Posted: September 26, 2022 Author: Rachael Jarzembowski, Marketing Manager
Spiced by a world of influence
“Caribbean cuisine” is used as a catchall for the many culinary traditions found in this tropical region, yet it does not accurately portray all of their diversity. Each island or territory – and there are hundreds – has its own unique cuisine and traditions. All of which have been impacted by the ebb and flow of the peoples who have passed through or made the islands home. Caribbean cuisine teems with global influences from far-flung places that have coalesced, resulting in one of the world’s most notable syncretic cuisines. From irresistible sweet and salty to fiery fruity heat, and piquant citrus to brown savory spice notes – one way or another there’s a veritable atlas of flavors permeating the islands’ cuisines.
Enticing combinations of aromatics, herbs, and spice blends flavor island staples like cassava, yams, squash, rice, plantains, beans, fungi, seafood, greens, and fruit. Cooking methods range from low and slow to fully develop flavors in dishes such as stews, curries, and meats to high and quick – where fire-roasting ingredients over an open flame seals in fresh flavors.
Simmering consumer desire
As horizons shrank for many consumers over the last few years, the appetite for exotic flavors and cuisines grew. Their wanderlust curtailed because of the pandemic, many people are now actively seeking new flavor experiences to provide them with that longed for sense of adventure instead. The diversity of Caribbean cuisine makes it approachable and ripe for discovery.
Research shows there’s strong consumer interest in international cuisines. Globally influenced foods are popular, especially among younger consumers. Lesser-known international cuisines are being enthusiastically explored by young diners. Their interest and demand have fueled the growth of emerging cuisines. More than half of Gen Z and Millennial diners ate a globally influenced food (beyond mainstream Chinese, Italian or Mexican) during the past week, according to Datassential in its “Around the World in 80 Trends” webinar.

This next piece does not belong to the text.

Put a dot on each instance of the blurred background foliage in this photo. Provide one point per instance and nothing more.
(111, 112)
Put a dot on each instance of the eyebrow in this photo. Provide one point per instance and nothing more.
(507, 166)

Furthermore, results of an internet survey conducted by Kantar Profiles/Mintel showed 46% of consumers have tried Caribbean cuisine and would try it again. When asked about in what types of foods they would like Caribbean flavors, consumers expressed interest in trying them in all applications queried, which ranged from appetizers to dips and condiments, to sandwiches and desserts.
As mentioned, Caribbean cuisine is bound by geography, but it has a lot of variation. Jamaican cuisine is one of the better-known subsets. Often when Americans think about Caribbean cuisine, most immediately think of Jamaican cuisine and Jamaican jerk. Jerk seasoning is a sweet and salty mixture featuring a kick of heat. It commonly contains scotch bonnet peppers, brown sugar, pimento, nutmeg, soy sauce and thyme.
People are drawn to Jamaican cuisine with its tropical elements fused with itinerant influences from African, Irish, English, French, Spanish, Indian and Middle Eastern cuisines. Demonstrating strong potential for trial and adoption, Jamaican cuisine grew 63% on menus from Q1 2019 to Q1 2022, according to Mintel Menu Insights. Western palates have adopted Jamaican jerk and other tropical ingredients (mangoes, guavas, plantains, pineapples, chilies, etc.) but further exploration remains limited.
General acceptance among consumers of Jamaican cuisine signals a willingness to venture out further to try the cuisines of the other islands throughout the region. Diners will likely find familiarity with some of the foods and flavors and be attracted to the international fusion vibe. Caribbean cuisine is still under the radar waiting to be explored by consumers.